In a New York Times article, CNN president Jonathan Klein asserted that recent hire Bill Bennett “had explained himself clearly and very well” regarding his September 2005 comment, in which Bennett said that “you could abort every black baby in this country, and your crime rate would go down.” However, Bennett has defended himself by falsely claiming that the topic “was a matter that had been under discussion in articles and newspapers and in some discussions of books.”

In a February 13 New York Times article on Jonathan Klein's “small victories” since becoming president of CNN's domestic operations 14 months ago, Klein asserted that recent CNN hire Bill Bennett -- who is also a radio host and former Reagan administration secretary of education -- “had explained himself clearly and very well” regarding his September 2005 comments, in which Bennett said that “you could abort every black baby in this country, and your crime rate would go down.” As Media Matters for America has noted, on the January 26 edition of CNN's The Situation Room -- his first appearance since being hired by CNN -- Bennett defended himself by falsely claiming that the topic “was a matter that had been under discussion in articles and newspapers and in some discussions of books.”

As quoted in the Times article, Klein also described Bennett as “a guy who has some very evolved thoughts and is not afraid to express them.”

The controversy began on September 28, 2005, when Bennett told a caller on his radio show that “you could abort every black baby in this country, and your crime rate would go down.” Bennett added it “would be ... a morally reprehensible thing to do,” but nonetheless insisted “your crime would go down.” In the initial defense of his remarks, Bennett claimed that his comments were taken out of context and that they were based on a 1999 Slate.com online discussion between Steven D. Levitt, co-author of Freakonomics (William Morrow, May 2005), and right-wing columnist Steve Sailer. Media Matters reported that, at the time, in the Slate discussion that Bennett cited, Levitt had actually said the opposite of what Bennett claimed: “None of our analysis is race-based because the crime data by race is generally not deemed reliable.” In addition, Levitt specifically rebutted Bennett's claim that his remarks stemmed from Levitt's work. In a September 30, 2005, response, Levitt said: “Race is not an important part of the abortion-crime argument that John Donohue and I have made in academic papers and that [co-author Stephen J.] Dubner and I discuss in Freakonomics.”
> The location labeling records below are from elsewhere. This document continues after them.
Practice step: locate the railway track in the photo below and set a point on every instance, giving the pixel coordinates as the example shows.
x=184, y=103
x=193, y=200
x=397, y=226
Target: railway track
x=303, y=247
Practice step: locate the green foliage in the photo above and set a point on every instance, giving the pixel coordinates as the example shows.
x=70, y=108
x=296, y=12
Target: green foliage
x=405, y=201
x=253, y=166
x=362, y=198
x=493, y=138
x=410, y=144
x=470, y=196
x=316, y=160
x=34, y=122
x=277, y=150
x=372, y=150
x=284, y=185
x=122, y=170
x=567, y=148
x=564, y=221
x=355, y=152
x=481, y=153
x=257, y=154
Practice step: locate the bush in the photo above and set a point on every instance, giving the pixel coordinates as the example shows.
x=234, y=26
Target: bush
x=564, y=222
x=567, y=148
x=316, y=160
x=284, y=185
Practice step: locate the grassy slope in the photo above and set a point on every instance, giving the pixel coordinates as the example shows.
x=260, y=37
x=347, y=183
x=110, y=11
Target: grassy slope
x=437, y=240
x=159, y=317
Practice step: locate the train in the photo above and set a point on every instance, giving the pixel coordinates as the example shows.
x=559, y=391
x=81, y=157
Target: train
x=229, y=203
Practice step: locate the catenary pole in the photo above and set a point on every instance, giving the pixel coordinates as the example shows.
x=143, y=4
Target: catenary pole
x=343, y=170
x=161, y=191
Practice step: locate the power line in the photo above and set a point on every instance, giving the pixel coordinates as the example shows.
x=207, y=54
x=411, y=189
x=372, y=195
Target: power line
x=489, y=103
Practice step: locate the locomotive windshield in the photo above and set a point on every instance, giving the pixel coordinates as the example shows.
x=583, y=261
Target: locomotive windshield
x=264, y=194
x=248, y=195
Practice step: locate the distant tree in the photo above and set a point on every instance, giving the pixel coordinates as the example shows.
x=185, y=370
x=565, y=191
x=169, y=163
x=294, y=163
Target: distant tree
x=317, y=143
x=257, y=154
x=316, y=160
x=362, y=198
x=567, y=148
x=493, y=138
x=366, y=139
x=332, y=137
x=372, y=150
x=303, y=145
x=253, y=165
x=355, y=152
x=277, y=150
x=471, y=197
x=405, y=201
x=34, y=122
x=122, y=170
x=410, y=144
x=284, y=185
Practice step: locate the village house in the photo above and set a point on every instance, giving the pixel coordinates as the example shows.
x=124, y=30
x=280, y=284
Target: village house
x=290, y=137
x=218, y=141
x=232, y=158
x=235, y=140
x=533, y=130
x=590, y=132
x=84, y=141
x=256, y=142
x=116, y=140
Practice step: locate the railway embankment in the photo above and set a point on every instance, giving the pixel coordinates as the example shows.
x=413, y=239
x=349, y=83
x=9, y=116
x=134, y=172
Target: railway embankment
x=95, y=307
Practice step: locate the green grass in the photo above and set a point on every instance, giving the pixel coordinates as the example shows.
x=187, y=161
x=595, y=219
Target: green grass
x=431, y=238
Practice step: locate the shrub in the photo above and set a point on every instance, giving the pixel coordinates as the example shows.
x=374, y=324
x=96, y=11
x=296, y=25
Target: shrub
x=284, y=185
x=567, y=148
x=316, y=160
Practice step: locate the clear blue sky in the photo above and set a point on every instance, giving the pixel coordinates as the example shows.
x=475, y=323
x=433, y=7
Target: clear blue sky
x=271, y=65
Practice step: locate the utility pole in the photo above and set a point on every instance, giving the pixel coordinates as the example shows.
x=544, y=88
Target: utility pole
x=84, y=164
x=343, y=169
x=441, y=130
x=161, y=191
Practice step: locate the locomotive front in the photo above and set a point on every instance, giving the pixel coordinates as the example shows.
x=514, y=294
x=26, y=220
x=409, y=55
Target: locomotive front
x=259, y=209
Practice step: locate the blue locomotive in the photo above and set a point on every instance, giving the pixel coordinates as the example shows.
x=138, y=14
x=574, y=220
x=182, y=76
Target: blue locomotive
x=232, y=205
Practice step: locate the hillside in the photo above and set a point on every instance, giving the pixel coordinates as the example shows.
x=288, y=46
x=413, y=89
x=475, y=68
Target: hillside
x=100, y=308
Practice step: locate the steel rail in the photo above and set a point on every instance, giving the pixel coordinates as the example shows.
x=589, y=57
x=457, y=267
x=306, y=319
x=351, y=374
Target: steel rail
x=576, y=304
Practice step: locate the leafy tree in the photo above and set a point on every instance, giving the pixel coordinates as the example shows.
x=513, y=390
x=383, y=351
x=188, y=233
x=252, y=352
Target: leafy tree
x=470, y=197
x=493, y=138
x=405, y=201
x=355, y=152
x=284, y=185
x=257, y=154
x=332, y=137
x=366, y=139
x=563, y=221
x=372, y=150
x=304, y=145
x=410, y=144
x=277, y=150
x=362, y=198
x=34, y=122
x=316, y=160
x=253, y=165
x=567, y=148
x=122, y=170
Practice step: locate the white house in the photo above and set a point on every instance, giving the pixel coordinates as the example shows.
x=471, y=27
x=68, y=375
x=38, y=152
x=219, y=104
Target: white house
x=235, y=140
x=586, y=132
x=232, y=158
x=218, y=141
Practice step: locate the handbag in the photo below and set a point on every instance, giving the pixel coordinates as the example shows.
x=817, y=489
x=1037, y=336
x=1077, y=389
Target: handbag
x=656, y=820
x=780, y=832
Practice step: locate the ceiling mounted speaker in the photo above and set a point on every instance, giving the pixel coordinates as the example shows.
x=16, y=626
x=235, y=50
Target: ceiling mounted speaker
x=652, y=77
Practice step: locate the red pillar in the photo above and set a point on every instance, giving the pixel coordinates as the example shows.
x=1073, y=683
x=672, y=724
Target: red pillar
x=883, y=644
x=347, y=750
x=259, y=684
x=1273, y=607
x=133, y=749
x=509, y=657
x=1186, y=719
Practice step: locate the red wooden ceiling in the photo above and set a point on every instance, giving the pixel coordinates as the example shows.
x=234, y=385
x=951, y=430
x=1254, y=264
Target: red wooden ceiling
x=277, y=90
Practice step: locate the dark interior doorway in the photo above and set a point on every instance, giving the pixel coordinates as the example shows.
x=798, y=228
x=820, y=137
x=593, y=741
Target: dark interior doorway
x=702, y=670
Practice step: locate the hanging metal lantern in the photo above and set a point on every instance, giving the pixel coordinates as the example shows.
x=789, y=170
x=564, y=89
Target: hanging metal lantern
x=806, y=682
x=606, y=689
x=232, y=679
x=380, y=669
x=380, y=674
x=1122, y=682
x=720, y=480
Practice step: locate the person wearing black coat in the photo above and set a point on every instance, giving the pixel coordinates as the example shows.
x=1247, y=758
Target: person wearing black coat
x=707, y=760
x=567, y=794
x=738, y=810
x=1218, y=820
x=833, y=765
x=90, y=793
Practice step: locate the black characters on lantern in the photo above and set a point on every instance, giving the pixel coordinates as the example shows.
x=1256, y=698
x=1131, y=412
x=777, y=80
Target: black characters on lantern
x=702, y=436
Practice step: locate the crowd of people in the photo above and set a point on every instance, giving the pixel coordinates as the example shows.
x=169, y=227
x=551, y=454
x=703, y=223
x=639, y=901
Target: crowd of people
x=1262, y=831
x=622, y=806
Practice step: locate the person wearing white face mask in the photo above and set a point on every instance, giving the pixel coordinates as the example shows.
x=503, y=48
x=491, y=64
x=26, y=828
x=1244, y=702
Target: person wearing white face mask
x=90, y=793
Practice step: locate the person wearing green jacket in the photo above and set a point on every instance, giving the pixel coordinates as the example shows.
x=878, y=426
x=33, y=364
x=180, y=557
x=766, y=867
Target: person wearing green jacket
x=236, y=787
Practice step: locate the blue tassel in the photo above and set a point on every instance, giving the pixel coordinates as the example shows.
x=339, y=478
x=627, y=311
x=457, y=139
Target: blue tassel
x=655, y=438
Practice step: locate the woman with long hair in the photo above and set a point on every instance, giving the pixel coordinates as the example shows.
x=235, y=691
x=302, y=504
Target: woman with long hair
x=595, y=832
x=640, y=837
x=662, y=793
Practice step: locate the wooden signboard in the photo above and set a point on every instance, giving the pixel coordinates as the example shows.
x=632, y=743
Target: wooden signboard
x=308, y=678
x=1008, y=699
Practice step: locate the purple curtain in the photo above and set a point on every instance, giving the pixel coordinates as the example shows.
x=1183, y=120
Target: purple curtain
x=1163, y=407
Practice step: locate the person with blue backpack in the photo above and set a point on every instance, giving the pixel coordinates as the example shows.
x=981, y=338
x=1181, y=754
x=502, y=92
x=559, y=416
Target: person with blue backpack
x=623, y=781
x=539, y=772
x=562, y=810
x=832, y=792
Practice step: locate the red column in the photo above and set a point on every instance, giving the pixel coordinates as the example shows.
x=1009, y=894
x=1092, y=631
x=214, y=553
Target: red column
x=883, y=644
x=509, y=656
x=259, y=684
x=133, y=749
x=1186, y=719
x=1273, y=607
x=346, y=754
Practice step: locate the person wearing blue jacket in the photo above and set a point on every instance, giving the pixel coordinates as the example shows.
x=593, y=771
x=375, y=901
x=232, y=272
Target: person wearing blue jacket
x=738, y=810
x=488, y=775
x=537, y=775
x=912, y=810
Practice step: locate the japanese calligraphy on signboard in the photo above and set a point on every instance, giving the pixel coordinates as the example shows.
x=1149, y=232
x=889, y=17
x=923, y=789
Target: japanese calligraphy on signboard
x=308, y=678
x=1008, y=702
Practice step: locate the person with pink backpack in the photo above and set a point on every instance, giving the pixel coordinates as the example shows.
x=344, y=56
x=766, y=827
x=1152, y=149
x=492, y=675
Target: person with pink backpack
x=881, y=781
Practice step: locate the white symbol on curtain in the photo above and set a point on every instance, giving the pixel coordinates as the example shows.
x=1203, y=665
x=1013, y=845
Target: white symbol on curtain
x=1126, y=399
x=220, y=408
During the January 26 appearance, Situation Room host Wolf Blitzer asked Bennett about his controversial comment. Bennett reiterated the same defense; though speaking more generally, he said that “this [controversial scenario on race, crime, and abortion] was a hypothetical, obviously, that was a matter that had been under discussion in articles and newspapers and in some discussions of books.”

From the February 13 article in The New York Times:

Among the reasons some CNN staff members had puzzled over the hiring of Mr. Bennett were his incendiary comments, on his radio show last fall, that “you could abort every black baby in this country, and your crime rate would go down.” Mr. Bennett had also characterized such a proposal as “impossible, ridiculous and morally reprehensible.” Mr. Klein said last week that Mr. Bennett, in responding to the controversy, “had explained himself very clearly and well,” and was “a guy who has some very evolved thoughts and is not afraid to express them.”